Ripe Figs: Recipes and Stories from Turkey, Greece, and Cyprus, answers to all of the above. Yasmin Khan opens her cookbook at a migrant camp on the Greek island of Lesvos, where she pitched in at a community center serving meals to refugees, many of them survivors of a perilous journey across the Mediterranean from Libya. Migration is also part of her personal story. Her family had roots in Pakistan, lived in Iran but left that country for the UK. She now lives in London. A fond childhood memory involves visiting Turkey, “feasting on sumac and lemon-doused fish kebabs, drinking cartons of piquant sour cherry juice, and picking up dense sticky squares of pistachio baklava with my fingers.”
In a sense, the foods she focuses on in Ripe Figs are the fruit of migration, the ebb and flow of empires and religions, armies and merchants, over a corner of the Eastern Mediterranean whose nations share climate, flora and fauna. The reality is that the kitchens of Turkey, Greece and Cyprus are dialects of a culinary language that sweeps east through Persia, inches northward into the Balkans and south across the North African shore.

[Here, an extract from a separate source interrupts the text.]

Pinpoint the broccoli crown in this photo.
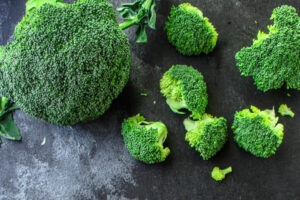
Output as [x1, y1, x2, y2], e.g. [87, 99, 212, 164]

Almost needless to add, Khan advocates for a Mediterranean diet with vegetables and legumes as prominent as meat. She stocks her pantry and refrigerator with olive oil, yogurt, butter, cheese, dried herbs and spices, nuts and seeds and fruit molasses. Rice, orzo pasta and bulgar wheat are cooking staples. The flavors are marvelous and most of the key ingredients have their own inherent health benefits.
But beyond the stories and colorful photography, cookbooks still need recipes with clear instructions and promising outcomes. Ripe Figs delivers that as well with sections on breakfast, breadmaking, appetizers, soups, salads, entrees and desserts. Many dishes are vegetarian and Khan gives instruction for going vegan and gluten-free.
Ripe Figs is a joy to read, giving a tactile sense for places and preparations. Like a good food writer, Khan can make you hungry for the meals she describes. Ripe Figs is published by W.W. Norton.